El Registro Público de Comercio muestra que Román Lizárraga fue socio de Ricardo “Pity” Velarde, aunque dejó la empresa en 2015; la alcaldesa negó que actualmente exista esa relación.
EUSKERA
Mazatlán, Sin.- Román Lizárraga Quintero, esposo de la presidenta municipal de Mazatlán, Estrella Palacios Domínguez, sí tuvo participación como socio en una empresa junto con Ricardo “Pity” Velarde Cárdenas, de acuerdo con documentos del Registro Público de Comercio.
La información contradice la declaración que hizo la alcaldesa el pasado 8 de septiembre, cuando aseguró que su esposo no es socio del empresario mazatleco y calificó como falsas las versiones sobre una relación empresarial entre ambos.
Los registros consultados señalan que Lizárraga Quintero fue uno de los socios fundadores de Operadora La Movida Sí Me Gusta, S.A. de C.V., sociedad creada en diciembre de 2011 y registrada en febrero de 2012.
En esa empresa también aparecía Ricardo Velarde, además de otros accionistas. La compañía está relacionada con la operación de los restaurantes El Muchacho Alegre en Mazatlán.
Sin embargo, los mismos documentos establecen que Román Lizárraga dejó de formar parte de la sociedad en enero de 2015, cuando vendió sus acciones junto con otros accionistas.
La operación fue aprobada por los socios y posteriormente quedó registrada. Para marzo de 2016, el capital de la empresa estaba dividido entre Ricardo Velarde y Jorge Armando Lizárraga Angulo, con la mitad de las acciones para cada uno.
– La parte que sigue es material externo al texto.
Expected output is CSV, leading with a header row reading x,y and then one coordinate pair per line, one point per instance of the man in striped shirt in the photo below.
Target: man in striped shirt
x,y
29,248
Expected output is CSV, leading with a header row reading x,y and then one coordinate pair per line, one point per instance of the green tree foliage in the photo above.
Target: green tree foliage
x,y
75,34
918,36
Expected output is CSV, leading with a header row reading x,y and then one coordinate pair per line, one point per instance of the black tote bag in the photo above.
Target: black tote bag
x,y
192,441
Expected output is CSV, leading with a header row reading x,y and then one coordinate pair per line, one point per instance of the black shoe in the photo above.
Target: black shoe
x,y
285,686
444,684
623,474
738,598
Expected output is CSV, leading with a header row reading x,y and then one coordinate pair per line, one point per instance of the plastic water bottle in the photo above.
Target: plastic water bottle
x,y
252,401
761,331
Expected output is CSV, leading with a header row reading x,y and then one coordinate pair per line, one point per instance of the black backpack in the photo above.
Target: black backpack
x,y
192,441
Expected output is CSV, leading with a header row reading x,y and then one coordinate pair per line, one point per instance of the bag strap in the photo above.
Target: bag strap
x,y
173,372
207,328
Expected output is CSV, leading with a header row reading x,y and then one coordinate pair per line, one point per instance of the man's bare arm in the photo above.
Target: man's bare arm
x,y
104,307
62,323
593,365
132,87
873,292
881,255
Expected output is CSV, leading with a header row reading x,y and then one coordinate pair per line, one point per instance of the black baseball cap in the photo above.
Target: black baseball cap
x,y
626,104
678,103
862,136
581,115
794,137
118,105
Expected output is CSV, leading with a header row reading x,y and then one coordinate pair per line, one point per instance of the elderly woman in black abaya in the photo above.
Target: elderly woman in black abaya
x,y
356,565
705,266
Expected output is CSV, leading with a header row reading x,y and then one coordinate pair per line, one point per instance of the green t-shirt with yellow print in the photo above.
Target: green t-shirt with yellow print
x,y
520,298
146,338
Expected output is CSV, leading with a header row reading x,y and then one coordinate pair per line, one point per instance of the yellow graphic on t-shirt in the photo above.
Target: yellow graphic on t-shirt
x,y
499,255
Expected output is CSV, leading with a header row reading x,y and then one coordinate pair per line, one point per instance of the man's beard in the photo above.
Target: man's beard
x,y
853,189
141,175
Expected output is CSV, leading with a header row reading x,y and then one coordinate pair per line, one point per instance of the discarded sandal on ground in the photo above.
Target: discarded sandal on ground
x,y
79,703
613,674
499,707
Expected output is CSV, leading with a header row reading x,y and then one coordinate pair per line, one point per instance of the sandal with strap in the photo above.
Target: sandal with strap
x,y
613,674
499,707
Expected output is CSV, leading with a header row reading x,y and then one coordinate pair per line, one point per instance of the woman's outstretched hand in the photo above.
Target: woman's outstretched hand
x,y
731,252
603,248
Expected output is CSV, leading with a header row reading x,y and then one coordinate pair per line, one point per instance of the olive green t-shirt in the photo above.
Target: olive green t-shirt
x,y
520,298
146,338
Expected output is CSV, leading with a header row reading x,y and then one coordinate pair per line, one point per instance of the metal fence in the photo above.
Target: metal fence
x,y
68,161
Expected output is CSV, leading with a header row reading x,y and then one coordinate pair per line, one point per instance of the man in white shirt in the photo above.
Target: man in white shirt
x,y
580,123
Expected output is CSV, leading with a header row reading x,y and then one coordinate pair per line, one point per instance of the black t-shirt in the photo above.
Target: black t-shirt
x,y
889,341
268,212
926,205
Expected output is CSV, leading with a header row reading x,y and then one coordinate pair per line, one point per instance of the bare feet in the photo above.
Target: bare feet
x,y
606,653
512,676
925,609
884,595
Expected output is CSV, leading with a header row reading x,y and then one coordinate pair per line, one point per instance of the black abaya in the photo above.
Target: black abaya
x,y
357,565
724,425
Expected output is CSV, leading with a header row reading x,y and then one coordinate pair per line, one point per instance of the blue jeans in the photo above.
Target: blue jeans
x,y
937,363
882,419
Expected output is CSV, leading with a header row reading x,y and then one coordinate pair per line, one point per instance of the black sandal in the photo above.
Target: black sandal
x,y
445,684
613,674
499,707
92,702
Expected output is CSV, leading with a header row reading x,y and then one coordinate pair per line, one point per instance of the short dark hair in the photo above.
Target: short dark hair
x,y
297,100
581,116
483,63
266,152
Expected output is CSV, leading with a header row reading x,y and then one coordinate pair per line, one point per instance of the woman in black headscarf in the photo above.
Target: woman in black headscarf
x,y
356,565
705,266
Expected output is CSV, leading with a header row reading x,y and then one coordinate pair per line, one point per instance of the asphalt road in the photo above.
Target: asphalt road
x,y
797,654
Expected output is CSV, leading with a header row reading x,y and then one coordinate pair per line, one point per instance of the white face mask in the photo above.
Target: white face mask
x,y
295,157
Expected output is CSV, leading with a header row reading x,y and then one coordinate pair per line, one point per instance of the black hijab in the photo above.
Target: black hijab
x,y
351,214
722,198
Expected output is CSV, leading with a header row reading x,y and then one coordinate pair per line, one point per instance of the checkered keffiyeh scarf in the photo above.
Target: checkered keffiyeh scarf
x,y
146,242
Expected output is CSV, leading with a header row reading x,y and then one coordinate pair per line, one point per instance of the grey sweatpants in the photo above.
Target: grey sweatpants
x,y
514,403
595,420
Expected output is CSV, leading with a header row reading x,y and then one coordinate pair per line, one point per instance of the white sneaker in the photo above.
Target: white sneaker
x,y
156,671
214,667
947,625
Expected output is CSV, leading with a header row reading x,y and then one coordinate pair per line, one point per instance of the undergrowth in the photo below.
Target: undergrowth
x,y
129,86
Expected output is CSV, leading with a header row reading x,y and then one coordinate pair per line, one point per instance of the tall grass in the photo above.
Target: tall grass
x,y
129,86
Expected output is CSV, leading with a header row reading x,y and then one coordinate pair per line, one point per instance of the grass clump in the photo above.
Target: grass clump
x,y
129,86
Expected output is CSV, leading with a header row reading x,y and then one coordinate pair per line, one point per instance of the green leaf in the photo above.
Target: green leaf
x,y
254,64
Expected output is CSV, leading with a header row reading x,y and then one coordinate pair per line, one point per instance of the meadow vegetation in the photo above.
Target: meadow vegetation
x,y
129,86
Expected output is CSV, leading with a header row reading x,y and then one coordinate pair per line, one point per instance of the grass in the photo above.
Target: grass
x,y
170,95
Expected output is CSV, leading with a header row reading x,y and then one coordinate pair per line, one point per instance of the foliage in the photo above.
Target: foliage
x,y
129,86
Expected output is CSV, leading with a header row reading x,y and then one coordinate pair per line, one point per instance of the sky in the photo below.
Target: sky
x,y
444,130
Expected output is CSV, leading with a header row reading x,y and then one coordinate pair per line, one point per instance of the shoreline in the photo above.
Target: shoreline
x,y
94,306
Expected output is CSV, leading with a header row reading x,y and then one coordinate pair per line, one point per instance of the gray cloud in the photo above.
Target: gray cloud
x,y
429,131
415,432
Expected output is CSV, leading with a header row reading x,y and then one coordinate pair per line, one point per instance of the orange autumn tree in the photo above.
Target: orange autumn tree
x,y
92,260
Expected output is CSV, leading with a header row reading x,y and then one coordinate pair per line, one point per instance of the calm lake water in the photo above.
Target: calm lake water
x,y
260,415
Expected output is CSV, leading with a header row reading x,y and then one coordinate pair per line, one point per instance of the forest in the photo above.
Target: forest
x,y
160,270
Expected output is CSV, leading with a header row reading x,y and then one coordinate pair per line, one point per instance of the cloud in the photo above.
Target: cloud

Es decir, los documentos muestran que el esposo de la alcaldesa sí fue socio de Velarde, pero también que ya no tenía participación en esa empresa desde 2015.
Después de que se difundiera información sobre las investigaciones financieras relacionadas con Velarde, Estrella Palacios negó que su esposo mantuviera una sociedad con el empresario.
La presidenta municipal también afirmó que las cuentas bancarias de ella y de su esposo permanecen activas y aseguró que ninguno de los dos está bajo investigación.
Palacios señaló que su esposo envió una carta de derecho de réplica al periodista que difundió la información.
Por otra parte, los expedientes revisados sobre las acciones de la Unidad de Inteligencia Financiera no muestran que las cuentas de Román Lizárraga hayan sido bloqueadas. Las medidas conocidas públicamente alcanzaron a Ricardo Velarde, su esposa Natalia García Rocha y varias empresas relacionadas con el empresario.
El secretario de Seguridad y Protección Ciudadana, Omar García Harfuch, confirmó el 8 de septiembre que la UIF presentó una denuncia contra Velarde ante la Fiscalía General de la República.
La investigación corresponde a las autoridades federales, que deberán determinar si existen irregularidades y posibles responsabilidades.
En el caso de Román Lizárraga, los documentos del Registro Público de Comercio permiten establecer que sí tuvo una sociedad empresarial con Ricardo Velarde, aunque esa participación terminó años antes de que su esposa llegara a la presidencia municipal de Mazatlán.